Herhalde içinde yaşadığımız devrin temel hususiyetlerinden biri her şeyi siyasallaştırmaktır. Türkiye’de de son vakitlerde sıkça işittiğimiz ve en çok şikâyet edilen problemlerden biri, siyasallaşmanın ileri boyutlara ulaşması ve toplumun siyaset eksenli kutuplaşması olduğu söylenebilir. Bu durumun Türkiye’de son yıllarda zuhur ettiği de şikayetlerin çabucak arkasına eklenmektedir. Ama gerçekte siyasallaşmanın yeni bir hâdise olmadığını hatta görünürlüğünün bile son yılların yapıtı olmadığını fark etmek
Araştırmacı müellif Doktor Altay Cem Meriç, Celal Şengör’ün “zeka düzeyini ve bilgi seviyesini ortaya çıkardığı” 5 kısımlık görüntü serisinin 3. kısmını de yayınladı. Meriç, insanın gorilden bir farkının olmadığını söyleyen Şengör’ün kelamlarını masaya yatırırken, ateizme dair savlarını ise tek tek çürüttü.

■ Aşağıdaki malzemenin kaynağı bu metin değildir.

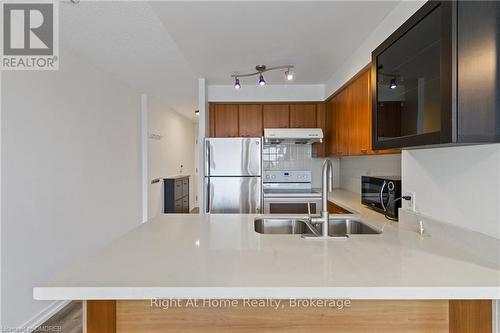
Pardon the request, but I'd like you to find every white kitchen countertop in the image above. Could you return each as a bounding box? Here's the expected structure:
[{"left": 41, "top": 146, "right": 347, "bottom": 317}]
[{"left": 34, "top": 190, "right": 500, "bottom": 300}]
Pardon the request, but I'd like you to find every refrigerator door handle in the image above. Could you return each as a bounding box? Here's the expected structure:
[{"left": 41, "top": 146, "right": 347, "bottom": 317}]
[
  {"left": 205, "top": 139, "right": 210, "bottom": 177},
  {"left": 205, "top": 177, "right": 210, "bottom": 213}
]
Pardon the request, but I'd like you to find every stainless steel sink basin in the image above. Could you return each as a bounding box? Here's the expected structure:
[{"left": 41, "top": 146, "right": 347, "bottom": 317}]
[
  {"left": 255, "top": 218, "right": 310, "bottom": 235},
  {"left": 254, "top": 218, "right": 381, "bottom": 236}
]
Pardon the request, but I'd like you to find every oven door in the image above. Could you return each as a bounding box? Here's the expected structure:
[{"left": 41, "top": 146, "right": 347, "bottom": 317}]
[{"left": 264, "top": 197, "right": 321, "bottom": 214}]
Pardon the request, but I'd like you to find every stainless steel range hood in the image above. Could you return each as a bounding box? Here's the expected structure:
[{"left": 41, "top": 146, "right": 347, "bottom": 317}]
[{"left": 264, "top": 128, "right": 323, "bottom": 144}]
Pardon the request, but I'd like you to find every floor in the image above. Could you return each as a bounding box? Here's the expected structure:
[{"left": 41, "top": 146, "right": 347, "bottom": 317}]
[{"left": 34, "top": 301, "right": 83, "bottom": 333}]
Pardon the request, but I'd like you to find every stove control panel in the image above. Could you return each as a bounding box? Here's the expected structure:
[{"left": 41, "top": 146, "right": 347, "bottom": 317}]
[{"left": 263, "top": 170, "right": 312, "bottom": 183}]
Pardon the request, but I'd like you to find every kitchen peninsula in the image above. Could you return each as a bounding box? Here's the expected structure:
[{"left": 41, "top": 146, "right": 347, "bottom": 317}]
[{"left": 34, "top": 190, "right": 500, "bottom": 333}]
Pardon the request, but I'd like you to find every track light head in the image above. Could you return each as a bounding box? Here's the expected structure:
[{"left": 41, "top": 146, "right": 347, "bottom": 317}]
[{"left": 259, "top": 73, "right": 266, "bottom": 86}]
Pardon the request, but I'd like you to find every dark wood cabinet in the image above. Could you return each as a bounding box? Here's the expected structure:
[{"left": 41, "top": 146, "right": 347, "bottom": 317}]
[
  {"left": 238, "top": 104, "right": 264, "bottom": 137},
  {"left": 263, "top": 104, "right": 290, "bottom": 128},
  {"left": 372, "top": 1, "right": 500, "bottom": 149},
  {"left": 163, "top": 176, "right": 189, "bottom": 214},
  {"left": 290, "top": 103, "right": 317, "bottom": 128},
  {"left": 457, "top": 1, "right": 500, "bottom": 143},
  {"left": 211, "top": 104, "right": 239, "bottom": 138}
]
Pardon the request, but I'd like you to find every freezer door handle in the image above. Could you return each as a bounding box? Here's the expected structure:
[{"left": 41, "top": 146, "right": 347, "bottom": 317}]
[{"left": 205, "top": 139, "right": 210, "bottom": 177}]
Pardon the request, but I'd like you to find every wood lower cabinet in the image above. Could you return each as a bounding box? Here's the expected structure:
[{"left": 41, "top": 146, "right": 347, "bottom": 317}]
[
  {"left": 263, "top": 104, "right": 290, "bottom": 128},
  {"left": 163, "top": 176, "right": 189, "bottom": 214},
  {"left": 83, "top": 298, "right": 493, "bottom": 333}
]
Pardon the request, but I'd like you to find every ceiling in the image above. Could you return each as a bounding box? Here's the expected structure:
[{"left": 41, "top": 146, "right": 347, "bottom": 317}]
[{"left": 60, "top": 1, "right": 398, "bottom": 120}]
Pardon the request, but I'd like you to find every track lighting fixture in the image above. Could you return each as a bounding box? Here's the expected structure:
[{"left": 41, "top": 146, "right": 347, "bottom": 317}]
[
  {"left": 389, "top": 78, "right": 398, "bottom": 89},
  {"left": 259, "top": 74, "right": 266, "bottom": 87},
  {"left": 231, "top": 65, "right": 294, "bottom": 89}
]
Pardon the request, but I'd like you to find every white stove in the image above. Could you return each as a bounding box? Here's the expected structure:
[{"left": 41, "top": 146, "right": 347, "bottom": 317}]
[{"left": 262, "top": 171, "right": 321, "bottom": 214}]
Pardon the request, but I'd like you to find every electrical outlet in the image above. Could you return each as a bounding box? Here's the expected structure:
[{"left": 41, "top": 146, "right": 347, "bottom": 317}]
[{"left": 403, "top": 192, "right": 417, "bottom": 212}]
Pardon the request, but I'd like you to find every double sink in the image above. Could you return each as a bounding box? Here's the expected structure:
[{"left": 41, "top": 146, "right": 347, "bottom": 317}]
[{"left": 254, "top": 216, "right": 381, "bottom": 236}]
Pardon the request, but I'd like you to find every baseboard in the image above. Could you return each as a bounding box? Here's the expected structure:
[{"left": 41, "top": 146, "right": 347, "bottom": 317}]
[{"left": 21, "top": 301, "right": 71, "bottom": 332}]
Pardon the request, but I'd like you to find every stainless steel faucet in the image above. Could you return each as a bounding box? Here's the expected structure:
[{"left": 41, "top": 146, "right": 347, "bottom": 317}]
[{"left": 302, "top": 160, "right": 333, "bottom": 237}]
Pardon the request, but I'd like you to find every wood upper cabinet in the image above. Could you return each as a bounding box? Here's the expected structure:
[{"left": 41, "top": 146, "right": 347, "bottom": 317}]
[
  {"left": 313, "top": 103, "right": 330, "bottom": 157},
  {"left": 262, "top": 104, "right": 290, "bottom": 128},
  {"left": 210, "top": 104, "right": 239, "bottom": 138},
  {"left": 238, "top": 104, "right": 264, "bottom": 137},
  {"left": 326, "top": 70, "right": 399, "bottom": 157},
  {"left": 347, "top": 71, "right": 372, "bottom": 155},
  {"left": 290, "top": 103, "right": 317, "bottom": 128},
  {"left": 332, "top": 86, "right": 351, "bottom": 156}
]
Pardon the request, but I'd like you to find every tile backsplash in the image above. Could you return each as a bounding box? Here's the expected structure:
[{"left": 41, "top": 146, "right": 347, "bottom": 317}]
[{"left": 262, "top": 144, "right": 313, "bottom": 170}]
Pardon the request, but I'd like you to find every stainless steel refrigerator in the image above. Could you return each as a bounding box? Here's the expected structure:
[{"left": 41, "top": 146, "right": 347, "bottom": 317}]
[{"left": 205, "top": 138, "right": 262, "bottom": 214}]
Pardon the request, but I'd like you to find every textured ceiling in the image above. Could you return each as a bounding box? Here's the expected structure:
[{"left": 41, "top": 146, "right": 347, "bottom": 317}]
[{"left": 60, "top": 1, "right": 398, "bottom": 120}]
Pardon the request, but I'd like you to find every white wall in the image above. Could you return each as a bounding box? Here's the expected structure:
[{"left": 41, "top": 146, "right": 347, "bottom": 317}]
[
  {"left": 148, "top": 97, "right": 197, "bottom": 218},
  {"left": 311, "top": 158, "right": 341, "bottom": 188},
  {"left": 402, "top": 144, "right": 500, "bottom": 238},
  {"left": 208, "top": 84, "right": 325, "bottom": 102},
  {"left": 324, "top": 0, "right": 426, "bottom": 97},
  {"left": 1, "top": 48, "right": 140, "bottom": 327},
  {"left": 340, "top": 154, "right": 401, "bottom": 193}
]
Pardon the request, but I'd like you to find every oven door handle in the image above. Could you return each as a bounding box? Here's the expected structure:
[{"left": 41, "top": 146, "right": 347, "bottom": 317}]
[{"left": 379, "top": 180, "right": 387, "bottom": 212}]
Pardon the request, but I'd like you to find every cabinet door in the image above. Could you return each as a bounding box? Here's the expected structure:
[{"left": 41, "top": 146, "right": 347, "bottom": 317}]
[
  {"left": 335, "top": 86, "right": 350, "bottom": 156},
  {"left": 326, "top": 95, "right": 339, "bottom": 156},
  {"left": 263, "top": 104, "right": 290, "bottom": 128},
  {"left": 348, "top": 71, "right": 371, "bottom": 155},
  {"left": 238, "top": 104, "right": 264, "bottom": 137},
  {"left": 182, "top": 196, "right": 189, "bottom": 213},
  {"left": 214, "top": 104, "right": 239, "bottom": 138},
  {"left": 290, "top": 104, "right": 317, "bottom": 128},
  {"left": 313, "top": 103, "right": 330, "bottom": 157}
]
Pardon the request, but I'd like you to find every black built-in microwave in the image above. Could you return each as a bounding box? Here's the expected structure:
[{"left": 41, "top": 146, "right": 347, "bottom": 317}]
[
  {"left": 361, "top": 176, "right": 401, "bottom": 219},
  {"left": 371, "top": 0, "right": 500, "bottom": 150}
]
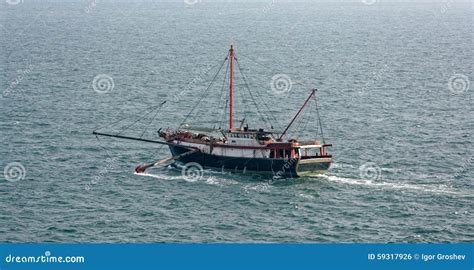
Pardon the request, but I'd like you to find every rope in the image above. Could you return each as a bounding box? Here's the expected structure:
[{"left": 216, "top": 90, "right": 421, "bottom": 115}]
[
  {"left": 140, "top": 101, "right": 166, "bottom": 138},
  {"left": 314, "top": 96, "right": 326, "bottom": 144},
  {"left": 179, "top": 53, "right": 229, "bottom": 127},
  {"left": 235, "top": 59, "right": 276, "bottom": 129}
]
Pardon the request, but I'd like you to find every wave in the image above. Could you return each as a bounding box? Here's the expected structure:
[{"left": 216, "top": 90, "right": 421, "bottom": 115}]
[{"left": 318, "top": 175, "right": 465, "bottom": 195}]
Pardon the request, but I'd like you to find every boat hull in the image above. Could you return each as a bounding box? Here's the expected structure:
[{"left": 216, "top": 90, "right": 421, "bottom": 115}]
[{"left": 169, "top": 145, "right": 332, "bottom": 177}]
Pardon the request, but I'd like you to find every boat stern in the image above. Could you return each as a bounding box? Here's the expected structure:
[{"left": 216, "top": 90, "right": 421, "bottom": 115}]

‘Çağın Meydan Okumaları Karşısında Ahlak ve Din’ başlığıyla 6. Ahlak Şurası Hasan Kalyoncu Üniversitesi’nde başladı. Açılış konuşmasında konuşan İslam Fikir Enstitüsü Lideri Prof. Dr. Mehmet Görmez “Bütün insanlığın nasıl mana ve ahlak krizine girdiğini Gazzeli anneler Gazzeli çocuklar yüzümüze haykırıyor.” tabirlerini kullandı. Görmez bir sonraki şuranın “Yapay Zeka Ve Ahlakın Geleceği” başlığıyla yapılması gerektiğini vurguladı. 800 kişilik konferans salonunda tam kapasite ile ağır iştirakle gerçekleşen şura programı 18 Mayıs’a kadar Hasan Kalyoncu Üniversitesi’nde devam edecek.
Ramazan’ın ikinci yarısından itibaren Türkiye’yi karış karış dolaşıyoruz. Ülkemizin en hoş okullarını ziyaret ederek en parlak çocuklarına değmeye çalışıyoruz. Tekirdağ, Bursa, Yalova ve Kayseri ziyaretlerimizden sonra Bingöl, Muş ve Siirt ziyaretlerimiz ve iftar programlarımız oldu. Bu ziyaretimizi MTO’nun en parlak talebelerinden Ahmet Arif Kutlu’nun kaleminden aktarıyorum. Zihin açıcı okumalar, güzel bayramlar… *** Haramiler köprüyü tuttu. İnsan, fizik mâristanda yetim kaldı. Meyyit ahlak abideleri
Bu yıl yazı hayatımın 57. yılı. Bir hikâyeci olarak günümüz toplumuna hitap ederken “ nasıl yazılmalı” sorununu göz gerisi etmedim. Başta lisan olmak üzere açık kelamlı, anlaşılır ve samimi ifadeyi benimsedim. Birebir formda “ ne yazmalı ” konusunda kendi derdim kadar halkın kederini göz önünde bulundurdum. Her toplumcu müellifin meşrebi uyarınca bu tutumda olacağına inanıyorum. Başlangıçtan beri üzerinde durduğum bahis “toplumsal değişme”dir. Elbette ki ben bir bilim adamı, sosyolog, tarihçi vb. değilim
Yaklaşık yirmi sene evveldi. Bir lisede din dersi öğretmeni iken, Alevî kökenli bir kız öğrencim vardı. Ateist olduğunu söylemişti bana. Bir gün teneffüste iken, kendisiyle sohbet ettim ve neden bu türlü bir karara vardığını sordum. Şöyle cevapladı: “Hocam, benim çok sevdiğim bir erkek arkadaşım vardı. Kendisiyle evlilik hayalleri kuruyorduk. Birbirimizi çok seviyorduk. Bir gün, trafik kazasında vefat etti. O günden beri Allah’a inanmıyorum. Zira var olsaydı, bana bunları yaşatmazdı, yaşatmamalıydı.”